Öyle ya, türküsü bile var!
O yollarda geçen süre…
Her gidişin bol vaatli dönüşü!
Yaşanan heyecan dolu bekleyiş…
Bir de ara sıra, vekaleten gönderilen isimlerin Ankara’dan dönüşünü beklemek!
Çok iyi anlıyorum bizim siyasileri.
Kolay değil!
Seçime günler kalmış…
“Adayınız mıyım? Değil miyim?” yakarışları!
“Adaysak bilelim, ona göre hareket edelim” durumları!
Hep bir boşluk içinde kalıyor insan…
550 kilometre…
Zor, çok zor…
Ama şimdi yollar daha bi güzel oldu…
Otomobillerde, seçmenin maddi durumuna inat bir teknolojiye sahipse, değme keyfine…
Korkuteli-Burdur-Afyon…
Sucuk, kaymaklı ekmek kadayıfı…
İncehisar-Bayat-Emirdağ (geçerken türkü dilde)
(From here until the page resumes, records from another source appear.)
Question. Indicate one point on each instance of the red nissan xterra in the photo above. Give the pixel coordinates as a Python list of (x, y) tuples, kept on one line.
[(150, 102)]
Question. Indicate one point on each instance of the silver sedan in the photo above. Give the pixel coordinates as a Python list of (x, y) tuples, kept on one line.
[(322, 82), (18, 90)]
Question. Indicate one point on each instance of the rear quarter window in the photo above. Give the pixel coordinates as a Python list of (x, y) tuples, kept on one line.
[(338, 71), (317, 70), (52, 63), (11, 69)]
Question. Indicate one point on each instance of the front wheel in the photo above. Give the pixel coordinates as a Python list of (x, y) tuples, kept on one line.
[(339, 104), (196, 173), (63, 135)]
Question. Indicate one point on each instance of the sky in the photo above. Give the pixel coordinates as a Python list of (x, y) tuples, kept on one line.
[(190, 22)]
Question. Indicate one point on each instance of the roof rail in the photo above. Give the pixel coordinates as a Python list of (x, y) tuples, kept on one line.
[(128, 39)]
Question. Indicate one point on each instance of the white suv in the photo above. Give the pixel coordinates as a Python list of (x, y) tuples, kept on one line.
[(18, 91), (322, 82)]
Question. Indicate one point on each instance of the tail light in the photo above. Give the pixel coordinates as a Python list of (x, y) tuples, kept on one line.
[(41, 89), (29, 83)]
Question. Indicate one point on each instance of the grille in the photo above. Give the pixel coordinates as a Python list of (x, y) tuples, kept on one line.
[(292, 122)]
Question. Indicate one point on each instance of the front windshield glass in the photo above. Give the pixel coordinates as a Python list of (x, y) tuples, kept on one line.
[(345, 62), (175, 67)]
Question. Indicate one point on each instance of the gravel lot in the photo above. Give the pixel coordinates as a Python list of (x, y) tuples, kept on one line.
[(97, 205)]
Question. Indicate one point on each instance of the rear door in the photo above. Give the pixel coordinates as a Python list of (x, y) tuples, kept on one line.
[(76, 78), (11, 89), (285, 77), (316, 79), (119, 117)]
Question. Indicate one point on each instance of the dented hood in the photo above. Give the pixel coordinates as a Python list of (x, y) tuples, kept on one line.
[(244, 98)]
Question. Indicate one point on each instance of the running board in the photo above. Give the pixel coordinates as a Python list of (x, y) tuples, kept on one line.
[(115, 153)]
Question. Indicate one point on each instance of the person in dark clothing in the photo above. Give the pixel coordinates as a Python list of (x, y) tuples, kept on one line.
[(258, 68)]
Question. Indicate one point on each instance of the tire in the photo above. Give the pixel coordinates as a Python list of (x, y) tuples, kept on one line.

“Emirdağ’dan bir geçmeyinen yol olmaz/Altın yere düşmeyinen pul olmaz/Fadimemi sevmelere doyulmaz/Al bohçanı tut yaylanın yolunu… “Burnun mu böyüdü gelin olalııı…”
kısmını kimi düşünüp dinlerleler acep?
Hani çevirirler mi şöyle?
“Burnun mu böyüdü başkaaan (yada aday) olalııı!…
İşin esprisi bir yana…
Bu ara Ankara yollarını çok kez aşındırıyor bizim siyasetçiler..
Kimisi adaylık için, kimisi onun adaylığını engellemek için…
Bazıları da, aracı olmak için, gidip geliyor Ankara’ya…
Yalnızca söz alabilmek için!
“Adayımız sensin” sözünü büyük bir armağan olarak kabul etmek için!
Kemerli adayların en çok uğradığı yerlerden biri de, AKP Genel Merkezi..
Kapıdaki güvenlik, alışmış bizimkilere artık!
Ufaktan bir baş selamı yetiyor!
Merdivenlerden düşünceli çıkışlar…
Kafa önde…
Sonra ucu açık yanıtların ardından “Ne yapsak acaba…” dönüşleri!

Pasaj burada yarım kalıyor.